FAMÍLIAS BRASILEIRAS

Endividamento das famílias brasileiras recua para 49,8% em março, aponta Banco Central

Gráfico mostrando a evolução do endividamento das famílias brasileiras.
O endividamento das famílias brasileiras teve uma leve queda em março.

Índice de endividamento caiu 0,1 ponto percentual, atingindo 49,8% em março. Juros do rotativo do cartão de crédito, no entanto, subiram em abril.

O endividamento das famílias brasileiras apresentou uma leve queda em março deste ano, saindo de um patamar recorde e alcançando 49,8%. A decisão, divulgada pelo Banco Central (BC) nesta quinta-feira, 28 de maio de 2026, representa um recuo de 0,1 ponto percentual (p.p.) em relação ao mês anterior. Este indicador é relevante pois reflete a capacidade financeira das famílias e o impacto direto na qualidade de vida e no planejamento futuro dos cidadãos.

Os dados do relatório "Estatísticas monetárias e de crédito" do Banco Central revelam também uma redução na parcela de famílias com a renda comprometida. O índice recuou 0,3 p.p. no mês, totalizando 29,3%, embora tenha avançado 1,3 p.p. em 12 meses. Essa métrica é crucial para entender a pressão que as dívidas exercem sobre o orçamento familiar e a sustentabilidade financeira a longo prazo.

Por outro lado, a inadimplência referente à carteira de crédito total do Sistema Financeiro Nacional (SFN) registrou um aumento. Em março, o índice ficou em 4,4%, representando uma alta de 0,1 p.p. no mês e de 0,9 p.p. em 12 meses. Essa elevação se deu pela estabilidade nas empresas e um avanço de 0,1 p.p. em pessoas físicas, cujos índices atingiram 5,4%.

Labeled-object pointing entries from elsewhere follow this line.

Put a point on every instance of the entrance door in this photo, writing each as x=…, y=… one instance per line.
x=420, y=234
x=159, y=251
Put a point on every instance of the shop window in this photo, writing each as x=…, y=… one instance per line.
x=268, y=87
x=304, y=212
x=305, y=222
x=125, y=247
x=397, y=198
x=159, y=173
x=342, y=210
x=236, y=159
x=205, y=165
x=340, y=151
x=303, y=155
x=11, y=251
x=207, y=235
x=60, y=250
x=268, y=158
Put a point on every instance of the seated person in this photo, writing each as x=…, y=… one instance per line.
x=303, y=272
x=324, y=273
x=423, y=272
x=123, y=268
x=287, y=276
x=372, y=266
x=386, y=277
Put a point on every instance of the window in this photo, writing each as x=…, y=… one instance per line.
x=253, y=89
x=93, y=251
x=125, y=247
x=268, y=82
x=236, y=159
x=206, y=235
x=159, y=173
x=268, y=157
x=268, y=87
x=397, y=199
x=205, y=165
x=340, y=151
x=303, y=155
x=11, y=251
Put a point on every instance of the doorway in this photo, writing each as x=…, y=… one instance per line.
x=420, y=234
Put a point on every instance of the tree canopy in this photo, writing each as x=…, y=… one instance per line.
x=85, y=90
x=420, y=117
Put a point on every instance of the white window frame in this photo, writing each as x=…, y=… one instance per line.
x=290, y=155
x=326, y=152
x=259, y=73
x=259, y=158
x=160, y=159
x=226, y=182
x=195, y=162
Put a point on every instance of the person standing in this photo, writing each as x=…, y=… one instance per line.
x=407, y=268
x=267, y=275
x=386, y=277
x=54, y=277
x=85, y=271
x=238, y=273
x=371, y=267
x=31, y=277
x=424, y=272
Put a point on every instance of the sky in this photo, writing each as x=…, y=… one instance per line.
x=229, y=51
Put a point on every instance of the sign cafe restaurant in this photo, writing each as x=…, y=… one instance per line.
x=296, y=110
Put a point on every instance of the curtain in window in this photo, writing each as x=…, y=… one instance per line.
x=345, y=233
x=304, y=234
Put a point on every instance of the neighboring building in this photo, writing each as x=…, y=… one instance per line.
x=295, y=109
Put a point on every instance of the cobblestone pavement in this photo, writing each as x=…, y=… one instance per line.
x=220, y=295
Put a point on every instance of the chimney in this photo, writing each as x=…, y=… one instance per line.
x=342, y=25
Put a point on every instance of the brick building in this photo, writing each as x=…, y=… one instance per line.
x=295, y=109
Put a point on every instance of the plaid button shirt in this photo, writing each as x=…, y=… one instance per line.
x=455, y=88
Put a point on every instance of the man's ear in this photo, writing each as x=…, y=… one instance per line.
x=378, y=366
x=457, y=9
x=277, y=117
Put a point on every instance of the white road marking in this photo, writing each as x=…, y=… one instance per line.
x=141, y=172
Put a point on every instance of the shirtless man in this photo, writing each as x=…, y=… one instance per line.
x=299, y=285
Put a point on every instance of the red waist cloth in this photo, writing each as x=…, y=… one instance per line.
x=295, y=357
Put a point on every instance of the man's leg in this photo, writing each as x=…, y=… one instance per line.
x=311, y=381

No crédito com recursos livres, onde taxas são negociadas diretamente entre bancos e clientes, a inadimplência também apresentou alta, subindo 0,1 p.p. para 5,8%. Essa situação impacta a confiança dos consumidores e pode levar a um endurecimento das condições de crédito para a população.

Em abril, o crédito ampliado ao setor não financeiro atingiu R$ 21,1 trilhões, o equivalente a 162,7% do PIB. Esse volume foi impulsionado, principalmente, por um aumento de 2,3% nos títulos públicos. O recuo no endividamento das famílias acontece em um cenário que antecede as negociações do programa Novo Desenrola Brasil, o Desenrola 2.0.

A modalidade "Famílias" do Desenrola 2.0 já beneficiou mais de 1 milhão de pessoas, com R$ 10 bilhões em dívidas renegociadas, de acordo com dados parciais divulgados pelo Ministério da Fazenda na última quinta-feira, 28 de maio. Essas iniciativas buscam aliviar o peso das dívidas e promover a recuperação da capacidade de consumo das famílias.

No que diz respeito aos juros, a taxa média cobrada pelos bancos nas operações de cartão de crédito rotativo registrou um aumento de 1,5 ponto percentual em abril deste ano, o que pode pressionar ainda mais o orçamento de quem utiliza essa modalidade.